His blue eyes widened with surprise at my answer but he rose to the occasion with remarkable calm, even grinning foolishly at me. "Planning to keep an eye on me?"

My eyes narrowed in warning. "Under lock and key if need be."

It was obvious that I was giving in and he couldn't help smiling. It was the best smile yet. "I wouldn't take any less."

"It's not that easy, Ricci." My conditions weren't over yet and slowly, I went down on my knees next to him and rested my hands on his broad shoulders. "The white picket fences scare me to hell and the dog has to change its name. I couldn't live with a dog called Boo."

"When you make up your mind, you're scary." Tilting his head to look at me, he shook his dark head. "Anything else?"

"That's it. And Frank? Yes."

"Really?"

My arms went around him and this time, I pulled him close. All 6 feet plus of sweet, wonderful manhood. My hands roamed the large, firm expanse of his back assuring myself that this was real. "Yes, dummy. Let's take a chance. I want to see where this leads. By the way, you're still on probation though."
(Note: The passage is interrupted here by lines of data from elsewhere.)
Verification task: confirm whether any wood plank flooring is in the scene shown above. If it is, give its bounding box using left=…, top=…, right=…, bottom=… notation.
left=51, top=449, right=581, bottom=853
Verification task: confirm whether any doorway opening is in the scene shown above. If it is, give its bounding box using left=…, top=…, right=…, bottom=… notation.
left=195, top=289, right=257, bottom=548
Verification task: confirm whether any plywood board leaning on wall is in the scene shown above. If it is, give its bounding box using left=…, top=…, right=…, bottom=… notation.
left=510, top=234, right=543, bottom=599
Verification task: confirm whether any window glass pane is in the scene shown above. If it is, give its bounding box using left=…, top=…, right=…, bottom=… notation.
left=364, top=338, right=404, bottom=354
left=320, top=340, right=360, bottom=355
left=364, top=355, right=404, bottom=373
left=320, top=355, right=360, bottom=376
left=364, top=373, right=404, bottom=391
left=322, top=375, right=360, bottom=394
"Spank me hard if I go bad," he murmured as he leaned closer. His dimples sprang to life, bracketing his wicked smile.

His male scent filled me and I drank in deeply, sighing as I did so. Sure of their destination, my hands crept down the curve of his spine to rest on the perfection of his tight glutes. They were just as incredible as I'd imagined. "You bet your sweet ass I will, Ricci."

"I'm counting on that." His whispered words sent a thrill to me even as his lips did a number on my earlobe. "You're trying to fit me into your plans now, aren't you?"

It was my turn to smile. He knew me well. "I love you, Frank."

Pulling away to look at me, he nodded quietly. "I know."

"And you'd better live up to my expectations tonight."

He smiled, the devil in his eyes. "You bet your sweet ass I will."

And that was the last thing we said for the next little while.